Which means that we have to pull more and more oil from the ground year on year to accommodate
for growing demand so production actually increases every single year.
That means finding more oil fields, finding better ways to extract the oil, expanding
production. We can do that, and we've been doing that for decades, but ultimately, oil
is a finite resource and it will run out.
The theory goes that oil production looks like this: it increases year on year so every
year we are able to produce a little bit more oil than the previous year until it peaks,
then we can't produce the same levels any more and it begins a year on year decline.
We produce less and less oil every single year. Simple.
So when peak oil hits, there is still oil left - we haven't run out - we're just having
a harder time actually getting it out of the ground. It's kind of like squeezing toothpaste
out of a tube, at first it's easy to do, but it gets harder and harder as there's less
in the tube it becomes more and more difficult.
Now - why is this a problem?
Well, when there's a limited supply of something that everybody wants and needs, its price
rises as the highest bidders outbid the little guy.
And everybody wants oil. The demand is not going to go away. You really can't overstate
how important crude oil is to our modern existence. Hitting peak oil, theorists argue, would mean
that things we take for granted, things like food, travel, heating, clothing would become
prohibitively expensive, because their cost is tied to the cost of oil.
Anything that needs energy to be produced or to be transported becomes tied to the cost
of oil, including water, which brings us nicely onto the idea of peak water.

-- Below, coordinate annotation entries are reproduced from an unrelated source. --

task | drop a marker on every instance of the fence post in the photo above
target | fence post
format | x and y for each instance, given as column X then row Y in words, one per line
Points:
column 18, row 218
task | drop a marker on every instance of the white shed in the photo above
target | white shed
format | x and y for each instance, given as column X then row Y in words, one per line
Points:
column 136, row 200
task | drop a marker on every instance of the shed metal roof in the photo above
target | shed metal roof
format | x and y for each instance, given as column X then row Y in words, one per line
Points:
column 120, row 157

So, everybody uses water right? Well, to get water many countries pump it from ground aquifers
to use it, nature replenishes it with rainfall and snow meltwater.
Peak water is when you are pumping water from the ground at about the exact same rate that
nature can replenish it but if we go beyond peak water, we are over-pumping our water
supply, and the aquifer is going to empty.

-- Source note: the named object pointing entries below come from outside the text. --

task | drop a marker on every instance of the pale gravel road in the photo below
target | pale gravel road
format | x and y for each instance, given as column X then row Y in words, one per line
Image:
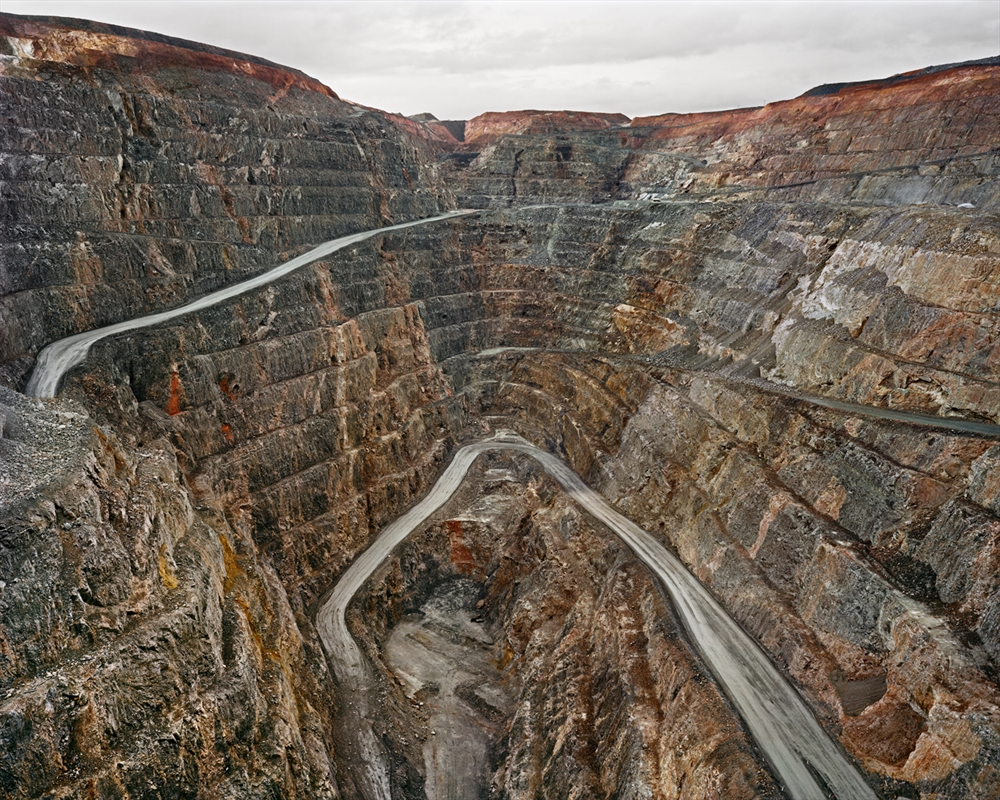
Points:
column 804, row 759
column 62, row 355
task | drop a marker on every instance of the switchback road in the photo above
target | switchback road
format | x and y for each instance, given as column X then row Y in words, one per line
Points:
column 804, row 759
column 60, row 356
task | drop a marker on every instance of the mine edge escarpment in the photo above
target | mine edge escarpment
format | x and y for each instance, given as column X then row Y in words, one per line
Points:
column 633, row 297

So why is this a problem? A lot of reasons.
Firstly, the water pumped from aquifers is used on our farms to grow food. Research published
by Earth Policy Institute shows that once you hit peak water, you pretty much hit peak
food and you can't produce anymore year on year. For example, Syria, it hit peak water
in 2001, and now their grain production has fallen by 32% and as we learned before if
the demand stays the same, and demand for food is always going to stay the same, that
means the cost of food rises.
Amazingly, the same research by the Earth Policy Institute suggested that the US, Mexico,
Spain, Morocco, Tunisia, Lebanon, Syria, Israel, Saudi Arabia, Jordan, Iraq, Yemen, Iran, Afghanistan,
Pakistan, India, China, and South Korea were beyond peak water in 2012. All of those countries
were pumping their aquifers faster than they replenish. They are running out of water.
The problem even arrived in California, one of the largest wine producers in the world.
And farmers there, in California are having their water allowance cut because of a lack
of fresh water in California's aquifers.
"If we go back to 1988 the aquifer has lost about one and a half times the volume of Lake
Mead that's a huge amount of water."
"How much is left in the aquifer?"
"Let me see how I can sugar coat this. I ran some back of the envelope numbers looking
at how long it would take at those pumping rates for the aquifer to be depleted and I
got a number somewhere between 60-100 years. So at the low end, 60 years that's frightening.
I think California is in trouble. The combination of climate change, growth, and ground water
depletion bells a train wreck."
There's another interesting example in Saudi Arabia. They have been expanding their own
food production, and they've only been able to do this by pumping huge amounts of water
from a very deep water table underground. You can actually see Saudi Arabia's grain
production expanding in these satellite photos over time. But Saudi Arabia is a desert and
that water table doesn't really replenish. This kind of domestic food production will
have to stop in around 2016 when the water literally runs out.